Since 2007, the Indians have had five Cy Young winners, which is far and away the most in the Majors over that span.
Unfortunately, nothing lasts forever, and Cleveland has let some exceptionally talented arms go in recent years.
Right now, the Indians are scraping the bottom of the barrel for starting pitching depth.
The team would go to great lengths to be able to go back in time and retain some of their previous stars.
Which three losses should the team regret the most?
3. Mike Clevinger
Mike Clevinger recently underwent Tommy John surgery.
That’s the only reason he isn’t higher on this list, because otherwise, he has been impressive at nearly every turn of his MLB career.
After the Indians traded Clevinger to the San Diego Padres in the middle of the 2020 season, he posted a 2.84 ERA over four starts with his new team.
That, of course, came after he managed a career 3.20 ERA with the Indians.
Cleveland got a haul in return for Clevinger—six players in total—but many of them haven’t panned out at the MLB level.
The only player in that deal who has paid dividends for the Indians so far is Cal Quantrill.
Quantrill, 26, has been a key piece in Cleveland’s bullpen this season, pitching to a 3.21 ERA over 33.2 innings.
He isn’t a free agent until 2026, so the Indians will get to enjoy his presence for several more seasons.
But if Quantrill ends up being the only player in the six-man haul who is a net positive for Cleveland, then it’s safe to say the Indians would regret the deal.
2. Corey Kluber
The Corey Kluber discussion is an interesting one.
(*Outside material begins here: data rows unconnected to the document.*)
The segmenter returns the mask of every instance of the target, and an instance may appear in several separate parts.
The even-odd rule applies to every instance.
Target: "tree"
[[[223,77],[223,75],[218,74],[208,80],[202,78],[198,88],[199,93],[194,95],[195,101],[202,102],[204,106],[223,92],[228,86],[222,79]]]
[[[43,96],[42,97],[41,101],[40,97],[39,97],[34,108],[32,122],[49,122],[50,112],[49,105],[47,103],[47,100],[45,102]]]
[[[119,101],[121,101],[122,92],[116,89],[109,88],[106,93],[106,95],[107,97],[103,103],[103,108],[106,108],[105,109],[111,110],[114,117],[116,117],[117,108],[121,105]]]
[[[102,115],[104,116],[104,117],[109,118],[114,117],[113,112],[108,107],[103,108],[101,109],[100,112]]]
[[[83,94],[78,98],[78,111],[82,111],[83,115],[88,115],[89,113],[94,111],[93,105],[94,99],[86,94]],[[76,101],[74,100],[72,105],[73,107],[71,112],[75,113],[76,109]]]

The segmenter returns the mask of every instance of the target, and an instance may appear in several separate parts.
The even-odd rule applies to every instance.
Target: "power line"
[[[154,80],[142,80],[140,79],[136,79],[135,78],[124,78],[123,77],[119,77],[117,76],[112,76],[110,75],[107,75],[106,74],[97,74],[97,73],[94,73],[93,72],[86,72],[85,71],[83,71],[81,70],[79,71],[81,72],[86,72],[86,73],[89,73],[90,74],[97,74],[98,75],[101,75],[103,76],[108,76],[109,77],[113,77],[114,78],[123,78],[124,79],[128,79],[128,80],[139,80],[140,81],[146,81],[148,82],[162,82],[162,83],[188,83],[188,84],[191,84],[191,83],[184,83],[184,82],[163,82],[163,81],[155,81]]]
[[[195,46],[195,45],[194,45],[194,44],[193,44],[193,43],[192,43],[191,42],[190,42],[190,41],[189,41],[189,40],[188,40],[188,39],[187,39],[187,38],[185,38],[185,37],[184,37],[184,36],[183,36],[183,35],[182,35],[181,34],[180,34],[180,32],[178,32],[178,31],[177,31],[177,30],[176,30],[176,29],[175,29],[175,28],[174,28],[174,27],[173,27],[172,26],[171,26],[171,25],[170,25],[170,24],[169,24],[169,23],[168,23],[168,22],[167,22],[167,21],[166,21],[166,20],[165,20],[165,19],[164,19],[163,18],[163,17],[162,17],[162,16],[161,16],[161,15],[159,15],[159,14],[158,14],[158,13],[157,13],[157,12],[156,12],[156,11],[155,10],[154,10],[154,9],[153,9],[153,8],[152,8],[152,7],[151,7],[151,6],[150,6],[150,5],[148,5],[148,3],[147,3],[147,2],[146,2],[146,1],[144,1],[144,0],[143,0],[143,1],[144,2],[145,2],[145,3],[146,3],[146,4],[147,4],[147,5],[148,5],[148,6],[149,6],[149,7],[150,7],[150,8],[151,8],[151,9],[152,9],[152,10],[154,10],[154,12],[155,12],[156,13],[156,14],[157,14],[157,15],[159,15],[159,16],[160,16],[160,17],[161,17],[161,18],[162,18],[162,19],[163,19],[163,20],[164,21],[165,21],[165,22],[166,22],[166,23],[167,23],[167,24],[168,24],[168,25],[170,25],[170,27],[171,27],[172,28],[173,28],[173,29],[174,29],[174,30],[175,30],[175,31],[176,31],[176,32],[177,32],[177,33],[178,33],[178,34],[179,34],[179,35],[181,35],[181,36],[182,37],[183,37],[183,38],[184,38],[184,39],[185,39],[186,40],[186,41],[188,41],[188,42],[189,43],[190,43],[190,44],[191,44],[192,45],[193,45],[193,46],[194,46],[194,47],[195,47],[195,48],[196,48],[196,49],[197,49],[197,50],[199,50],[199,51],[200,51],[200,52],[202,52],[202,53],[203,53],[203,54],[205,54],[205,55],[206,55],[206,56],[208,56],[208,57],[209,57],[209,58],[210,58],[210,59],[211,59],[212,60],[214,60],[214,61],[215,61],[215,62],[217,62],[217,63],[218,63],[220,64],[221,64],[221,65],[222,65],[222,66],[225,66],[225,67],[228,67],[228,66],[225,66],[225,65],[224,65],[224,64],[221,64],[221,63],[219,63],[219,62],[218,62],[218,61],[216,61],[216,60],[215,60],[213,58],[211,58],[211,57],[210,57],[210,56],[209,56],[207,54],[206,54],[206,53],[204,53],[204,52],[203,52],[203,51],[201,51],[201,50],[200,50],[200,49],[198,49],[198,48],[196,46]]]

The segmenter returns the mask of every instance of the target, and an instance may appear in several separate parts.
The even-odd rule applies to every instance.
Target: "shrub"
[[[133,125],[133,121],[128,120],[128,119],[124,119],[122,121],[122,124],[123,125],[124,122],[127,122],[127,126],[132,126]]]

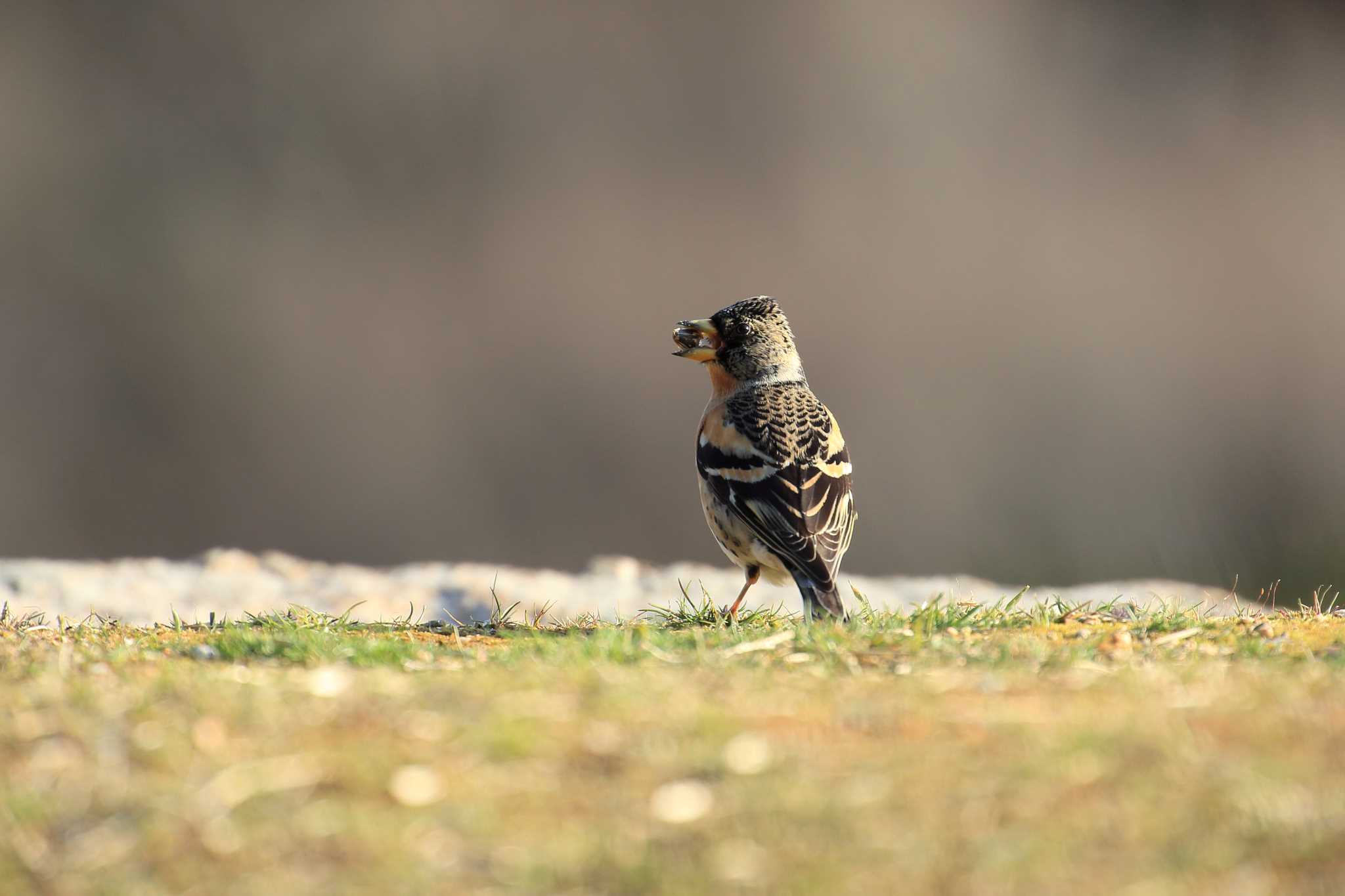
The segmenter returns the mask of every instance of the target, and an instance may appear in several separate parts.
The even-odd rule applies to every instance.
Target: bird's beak
[[[693,361],[713,361],[720,351],[720,330],[709,320],[682,321],[672,330],[672,341],[679,351],[672,352],[678,357]]]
In December of 2019, the Indians traded Kluber to the Texas Rangers and got two players in return.
It was not viewed as a high-upside trade for either club at the time, but as it turns out, that assessment was wrong.
To be clear, the Kluber acquisition did not work out for Texas.
He pitched just one inning for them before being shut down for the remainder of the 2020 campaign.
They then parted ways after the season.
The Indians, however, are currently reaping the benefits of their return on the Kluber trade.
Cleveland acquired an average outfielder and a relief pitcher by the name of Emmanuel Clase in the deal.
And all Clase has done this season is manage a 1.01 ERA, a 2.36 FIP, and record 10 saves in 11 attempts.
Emmanuel Clase, Diabolical 101mph Cutters. 🔥✂️ pic.twitter.com/Ypj0RroAE3
— Rob Friedman (@PitchingNinja) June 9, 2021
The 23-year-old looks like a staple in this Indians bullpen, and he’s not a free agent until 2027.
On the basis of Clase’s performance alone, most Indians fans are probably satisfied with the Kluber deal.
But here’s where it gets interesting: Kluber—who is in his first season with the New York Yankees—looks like his vintage self.
He has a 3.04 ERA, a 3.77 FIP, and a 1.20 WHIP over 10 starts.
He’s 35, but it seems like he still has a lot left in the tank.
It’s entirely possible that the Indians moved on from Kluber too soon, and one thing is certain: They could desperately use a Kluber-caliber arm in their struggling rotation right now.
1. Trevor Bauer
Trevor Bauer spent seven seasons with the Indians before being dealt to the Cincinnati Reds at the 2019 trade deadline.
As good as Bauer was with the Indians, some of his best baseball has come in his post-Cleveland years.
The righty won the Cy Young Award with Cincinnati in 2020 thanks in large part to a minuscule 1.73 ERA, a 292 ERA+, and a 0.78 WHIP—all of which led the National League.
This season, in his first season with the Los Angeles Dodgers, he’s working on a 2.64 ERA, a 145 ERA+, and a 0.95 WHIP.
Trevor Bauer, Filthy 94mph Front Door Two Seamer. 😷 pic.twitter.com/R7KEbFrXLU
— Rob Friedman (@PitchingNinja) June 13, 2021
Bauer was never able to sustain those levels of success on a year-to-year basis in Cleveland.
His best year with the Indians came in 2018, when he posted a 2.21 ERA, a 2.44 FIP, and a 1.09 WHIP en route to an All-Star selection and a sixth-place Cy Young finish.
That year aside, Bauer never finished a full season with an ERA below 4.19 with Cleveland.
The Bauer era is one that the Indians likely wish hadn’t ended when it did, because at the time of the 2019 trade, the organization had no clue that he hadn’t reached his ceiling yet.